What are the Limitations of the Civil Disobedience Movement?

By BYJU'S Exam Prep

Updated on: November 9th, 2023

The limitations of the civil disobedience movement include the Hindu-Muslim divide, untouchables being overlooked, and clashing aspirations. The Civil Disobedience Movement was one of the most important movements aimed toward the independence of India. The movement began on 12 March 1930 with the salt march and had the aim of refusing to cooperate with the British Raj.

Limitations of the Civil Disobedience Movement

The focus of this movement was to obstruct the functioning of the British government by refusing to pay taxes and boycotting foreign goods and government institutions. The famous Salt Satyagraha is part of this movement.
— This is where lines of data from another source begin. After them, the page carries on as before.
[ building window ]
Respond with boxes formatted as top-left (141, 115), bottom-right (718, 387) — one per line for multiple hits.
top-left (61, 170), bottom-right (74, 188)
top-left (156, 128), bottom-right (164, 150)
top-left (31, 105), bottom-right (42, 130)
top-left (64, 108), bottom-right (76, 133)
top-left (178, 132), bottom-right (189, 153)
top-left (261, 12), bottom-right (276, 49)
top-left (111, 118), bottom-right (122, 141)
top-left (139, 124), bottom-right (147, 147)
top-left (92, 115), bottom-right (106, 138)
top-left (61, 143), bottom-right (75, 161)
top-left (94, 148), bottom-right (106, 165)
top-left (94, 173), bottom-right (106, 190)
The Civil Disobedience Movement was a massive success. However, the movement had several limitations that hindered its progress and success. Details on the limits are listed below:

  • Hindu-Muslim Partition: During the Civil Disobedience Movement, Hindu organizations dominated the Muslim ones. The lack of participation of Muslim political groups led to a split between minority and majority, creating a tense atmosphere that limited the movement’s success. There was also tension between Congress and the Muslims over the demand for special seats.
  • Limited Dalit Participation: The participation of Dalits was minimal, and their interests were also not given priority. The Congress focused more on the interests of the upper-class Hindus, which alienated a large section of the society from the movement.
  • Conflicting Aspirations: Different groups from different sections of Indian society participated in the movement. Hence they had different aspirations. These aspirations clashed, leading to discord and limiting the entire movement.